For the AUD, while the domestic rate story from employment was supportive, the softer-than-expected Chinese industrial production, retail sales and fixed assets investment trifecta gave the market pause for thought.  These reports had the market thinking twice about whether the momentum of Chinese growth was already easing in contrast to the early month PMIS that pointed to a stronger picture.  The LMEX index eased 0.42% overnight, while iron ore also pulled back by 3.36% to $73.99/t, despite yesterday’s Chinese reports revealing that Chinese crude steel output surged to 74.6mt, the third monthly record.

Coming up

If the calendar is any guide then today’s APAC calendar looks quieter than the frenetic pace of the past 24 hours or so.  The Kiwi has moved little in the immediate aftermath of this morning’s REINZ August report a week out from the election.  Also to come is the BusinessNZ Manufacturing PMI for August (L: 55.4).
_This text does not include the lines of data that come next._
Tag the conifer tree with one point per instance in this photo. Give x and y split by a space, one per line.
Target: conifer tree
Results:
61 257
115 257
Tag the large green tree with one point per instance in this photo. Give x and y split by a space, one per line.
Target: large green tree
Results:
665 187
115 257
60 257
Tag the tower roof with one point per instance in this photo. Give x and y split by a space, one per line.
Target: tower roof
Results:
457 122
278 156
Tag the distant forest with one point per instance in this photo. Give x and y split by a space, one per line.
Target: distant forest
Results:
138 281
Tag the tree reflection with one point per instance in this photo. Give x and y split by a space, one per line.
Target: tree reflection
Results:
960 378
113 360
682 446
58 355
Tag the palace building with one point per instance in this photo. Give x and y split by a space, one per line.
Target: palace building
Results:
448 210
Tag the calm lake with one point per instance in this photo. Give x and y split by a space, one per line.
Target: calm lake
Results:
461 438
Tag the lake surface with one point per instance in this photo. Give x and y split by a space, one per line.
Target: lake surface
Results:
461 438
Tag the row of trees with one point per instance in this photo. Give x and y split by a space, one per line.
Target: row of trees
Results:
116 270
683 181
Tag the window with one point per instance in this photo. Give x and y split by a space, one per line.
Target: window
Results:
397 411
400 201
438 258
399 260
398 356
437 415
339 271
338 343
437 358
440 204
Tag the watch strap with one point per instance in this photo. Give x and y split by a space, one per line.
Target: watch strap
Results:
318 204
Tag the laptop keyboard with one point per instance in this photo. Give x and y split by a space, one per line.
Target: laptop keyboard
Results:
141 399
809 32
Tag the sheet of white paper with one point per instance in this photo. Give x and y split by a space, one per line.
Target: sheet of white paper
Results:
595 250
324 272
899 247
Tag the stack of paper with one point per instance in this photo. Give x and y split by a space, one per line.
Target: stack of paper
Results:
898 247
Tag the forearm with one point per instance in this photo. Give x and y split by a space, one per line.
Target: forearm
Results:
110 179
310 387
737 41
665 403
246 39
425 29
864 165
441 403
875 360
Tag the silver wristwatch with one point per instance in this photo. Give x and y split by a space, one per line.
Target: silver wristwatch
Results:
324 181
In the European session there are two ECB speakers, the ECB’s Daniele Nuoy (Head of the Bank’s Supervisory Board) speaking on “Shadow Banking: Intermediation beyond Banks”, followed by the ECB’s Sabine Lautenschlager speaking on “Banking Union:  How to make existing pillars more effective?”  Neither is focussed on ECB monetary policy.  EC Trade and Labour Costs reports are due too.

The market tonight will take a side glance at the Empire State Manufacturing report for September.  The real interest though will be reserved for the August Retail Sales report, closely followed by Industrial Production and the UoM Consumer Sentiment Survey preliminary reading for September.  The market is looking for only 0.1% growth in headline Retail Sales, “ex autos and gas” sales are expected to rise a more solid 0.3% and the “control” group that feeds into GDP by 0.2%.

Overnight

On global stock markets, the S&P 500 was -0.11%. Bond markets saw US 10-years -0.36bp to 2.18%. In commodities, Brent crude oil +0.22% to $55.28, gold+0.4% to $1,330, iron ore -3.4% to $73.99, steam coal -0.3% to $100.00, met. coal +0.5% to $207.00. AUD is at 0.8002 and the range since yesterday 5pm Sydney time is 0.7956 to 0.8044.